Monday, November 13, 2006

The Perfect Song

From this RELEVANT article...

Psalm 116:7 says, “Return to your rest, my soul, for the Lord has been good to you” (TNIV).

Remembering His goodness in the past will bring us rest in the present. We can also stop trying to configure and orchestrate our happiness and accept each moment God puts us in as His best for us. And perhaps most importantly, we can walk through each moment with the same quiet confidence and contentment that we feel in the midst of the perfect moment, because God is the same in all of our moments.

Isaiah 26:3 says, “You will keep in perfect peace those whose minds are steadfast, because they trust in you” (TNIV).

The perfect song will play again, but life is not about the perfect song, it’s about trusting God no matter what is playing.

Tuesday, November 07, 2006

Guilt & Forgiveness



I've been struggling lately with the idea of feeling guilty and realizing true forgiveness.

There's some great articles here:

http://www.relevantmagazine.com/god_article.php?id=7089

"...The Apostle Paul sympathizes. “I do not understand what I do,” he writes, “For what I want to do I do not do, but what I hate I do” (Romans 7:15, TNIV). Paul experienced the guilt pangs of doing and not doing that wrench our own guts. He knew conscience could be more burden than blessing. But Paul also gives us hope. “Therefore, there is now no condemnation for those who are in Christ Jesus” (Romans 8:1-2, TNIV). My sins are forgiven. My guilt is taken away. If Christ doesn’t condemn me, then why do I condemn myself?

Guilt usually comes from the impossible standards to which we hold ourselves. Everyone knows that legalism ruins churches, but we often willingly force ourselves to drink a homebrewed brand of spiritual slavery. Society measures our worth based on productivity, so we set goals and measure our self-esteem by successes. In our outcome based spirituality, if we miss the mark, we beat ourselves up. I’m not saying we should tolerate sin, but I believe we need to forgive ourselves for missing our own expectations. God forgives us for not meeting his expectations.

As human beings, we can’t do anything to improve our standing before God. That would be trying to save ourselves by works.

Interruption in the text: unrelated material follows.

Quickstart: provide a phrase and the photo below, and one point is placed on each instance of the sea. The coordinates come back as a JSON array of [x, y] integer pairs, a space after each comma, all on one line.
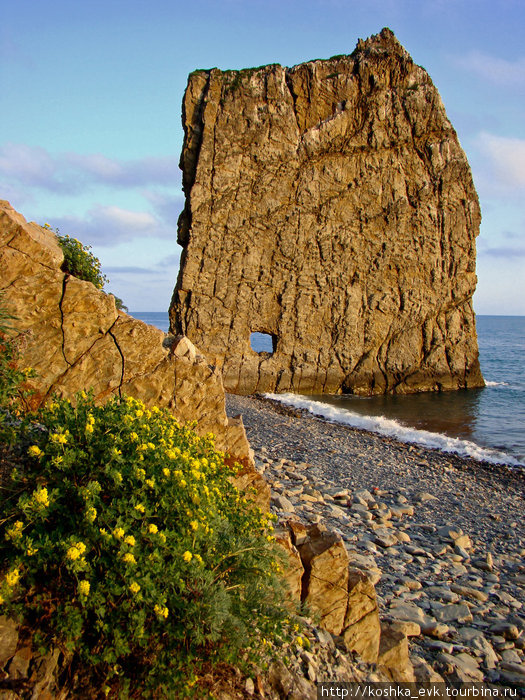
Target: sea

Jesus criticized this attitude: “They worship me in vain; their teachings are but rules taught by men” (Matthew 15:9, TNIV). God’s grace isn’t about making life difficult for us. God’s grace forgives our failures to measure up, because Christ measured up for us.

Here’s what my pastor says every Sunday after we confess our sins: “Almighty God in his mercy has given his Son to die for you, and for his sake forgives you all your sins.” Amen! And with these words, the things left undone are forgiven. The guilt is taken away. You don’t have to keep living your life as an apology. Christ forgives you for not meeting his standards, and he’ll forgive you for not meeting your own standards. The things left undone aren’t going to ruin your relationship with God.

When you feel guilty about the things you haven’t finished, be assured that at the cross Jesus said, “It is finished” (John 19:30)."

http://www.relevantmagazine.com/god_article.php?id=7006

"...God even uses sin for His glory. Where sin is, grace abounds (Romans 5:20; 2 Corinthians 9:8). I’m not telling you to go sin so that God can glorify Himself through you (Romans 3:7-8). Look up "antinomianism" in your dictionary of theological terms before you try that one. But I am telling you that God is bigger than our sin. That’s the main plot of the Bible—taking what Adam and Eve and everyone after them did wrong and making it right.

I don’t understand why God chooses to use even our sin to glorify Himself. But think about it. Is there anything He can’t use to glorify Himself? I don’t understand how He takes our worst, bypasses good and better, and fashions it into His best. That’s the definition of redemption, and that’s what makes Him God. We cannot screw up God’s plan. Read the end of the Book. His kingdom is bigger than our “royally.”"

Monday, November 06, 2006

iScrybe (Part 2)

Still waiting for my iScrybe log in...has anyone else been able to log in yet?